Diejenigen, die mehr oder weniger, wenn auch mit Scharfsinn und Geistreichigkeit, dem Rationalismus zugeneigt sind, die werden schon schimpfen, wenn sie das zu Gesicht, zum geistigen Gesichte bekommen, was da ausströmte von dem Areopagiten, und was dann eine letzte bedeutende Offenbarung fand in diesem Erigena. Er war in den letzten Lebensjahren noch Benediktinerprior. Aber seine eigenen Mönche haben ihn, wie die Sage sagt – die Sage, ich sage ja nicht, daß das wörtlich wahr ist, aber wenn es nicht ganz wahr ist, so ist es annähernd wahr –, die haben ihn so lange mit Stecknadeln bearbeitet, bis er tot war, weil er noch den Plotinismus hereinbrachte in das 9. Jahrhundert.
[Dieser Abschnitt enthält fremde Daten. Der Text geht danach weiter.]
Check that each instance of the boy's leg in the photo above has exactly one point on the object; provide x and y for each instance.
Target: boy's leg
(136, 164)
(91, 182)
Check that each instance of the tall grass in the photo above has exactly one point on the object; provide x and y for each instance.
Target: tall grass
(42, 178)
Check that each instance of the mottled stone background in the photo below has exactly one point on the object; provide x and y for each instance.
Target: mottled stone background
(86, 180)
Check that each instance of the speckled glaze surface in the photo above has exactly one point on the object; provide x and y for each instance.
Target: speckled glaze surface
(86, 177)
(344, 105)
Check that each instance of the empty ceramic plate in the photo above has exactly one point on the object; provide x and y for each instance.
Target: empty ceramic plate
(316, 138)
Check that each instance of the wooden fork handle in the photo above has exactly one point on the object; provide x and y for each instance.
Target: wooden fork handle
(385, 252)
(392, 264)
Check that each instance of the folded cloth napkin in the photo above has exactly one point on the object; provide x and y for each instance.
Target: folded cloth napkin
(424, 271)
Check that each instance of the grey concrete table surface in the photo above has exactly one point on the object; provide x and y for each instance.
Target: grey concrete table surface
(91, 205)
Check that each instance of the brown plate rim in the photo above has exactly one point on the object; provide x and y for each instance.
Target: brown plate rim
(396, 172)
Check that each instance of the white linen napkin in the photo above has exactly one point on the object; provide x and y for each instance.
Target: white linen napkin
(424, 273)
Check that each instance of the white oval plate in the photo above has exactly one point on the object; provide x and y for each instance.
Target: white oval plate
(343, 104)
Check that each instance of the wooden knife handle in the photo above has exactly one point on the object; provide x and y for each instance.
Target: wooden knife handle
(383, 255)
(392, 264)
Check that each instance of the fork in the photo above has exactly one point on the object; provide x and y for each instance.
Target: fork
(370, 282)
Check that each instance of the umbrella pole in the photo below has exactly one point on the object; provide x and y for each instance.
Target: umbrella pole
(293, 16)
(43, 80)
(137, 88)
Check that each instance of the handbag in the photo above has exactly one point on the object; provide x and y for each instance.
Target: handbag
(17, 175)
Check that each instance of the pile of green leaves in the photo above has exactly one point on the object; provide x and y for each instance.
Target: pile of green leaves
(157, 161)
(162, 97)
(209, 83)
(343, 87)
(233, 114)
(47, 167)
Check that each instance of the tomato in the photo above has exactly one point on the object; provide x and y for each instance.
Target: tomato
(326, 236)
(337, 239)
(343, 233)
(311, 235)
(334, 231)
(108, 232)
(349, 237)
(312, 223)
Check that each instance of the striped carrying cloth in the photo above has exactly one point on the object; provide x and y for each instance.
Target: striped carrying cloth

Aber über ihn hinaus lebten seine Ideen, die zugleich die weitere Fortbildung der Ideen des Areopagiten waren. Seine Schriften sind mehr oder weniger bis in spätere Zeiten hinein verschwunden gewesen; sie sind dann ja auf die Nachwelt gekommen. Im 12. Jahrhundert ist Scotus Erigena als Ketzer erklärt worden. Aber das hat ja noch nicht eine solche Bedeutung gehabt wie später und wie heute. Trotzdem sind Albertus Magnus und Thomas von Aquino tief beeinflußt auch von den Ideen des Scotus Erigena. [6] Auch Scotus Erigena hat einverwoben gehabt ein Abbild des Ätherleibes des Jesus (siehe: Abbilder). [7]

Zitate:

[1]  GA 101, Seite 173   (Ausgabe 1987, 288 Seiten)
[2]  GA 52, Seite 83   (Ausgabe 1972, 442 Seiten)
[3]  GA 51, Seite 120   (Ausgabe 1983, 360 Seiten)
[4]  GA 51, Seite 144   (Ausgabe 1983, 360 Seiten)
[5]  GA 18, Seite 88   (Ausgabe 1955, 688 Seiten)
[6]  GA 74, Seite 51   (Ausgabe 1967, 117 Seiten)
[7]  GA 109, Seite 58   (Ausgabe 1979, 304 Seiten)

Quellen:

GA 18:  Die Rätsel der Philosophie. in ihrer Geschichte als Umriß dargestellt (1914)
GA 51:  Über Philosophie, Geschichte und Literatur. Darstellungen an der «Arbeiterbildungsschule» und der «Freien Hochschule» in Berlin (1901/1905)
GA 52:  Spirituelle Seelenlehre und Weltbetrachtung (1903/1904)
GA 74:  Die Philosophie des Thomas von Aquino (1920)
GA 101:  Mythen und Sagen. Okkulte Zeichen und Symbole (1907)
GA 109:  Das Prinzip der spirituellen Ökonomie im Zusammenhang mit Wiederverkörperungsfragen. Ein Aspekt der geistigen Führung der Menschheit (1909)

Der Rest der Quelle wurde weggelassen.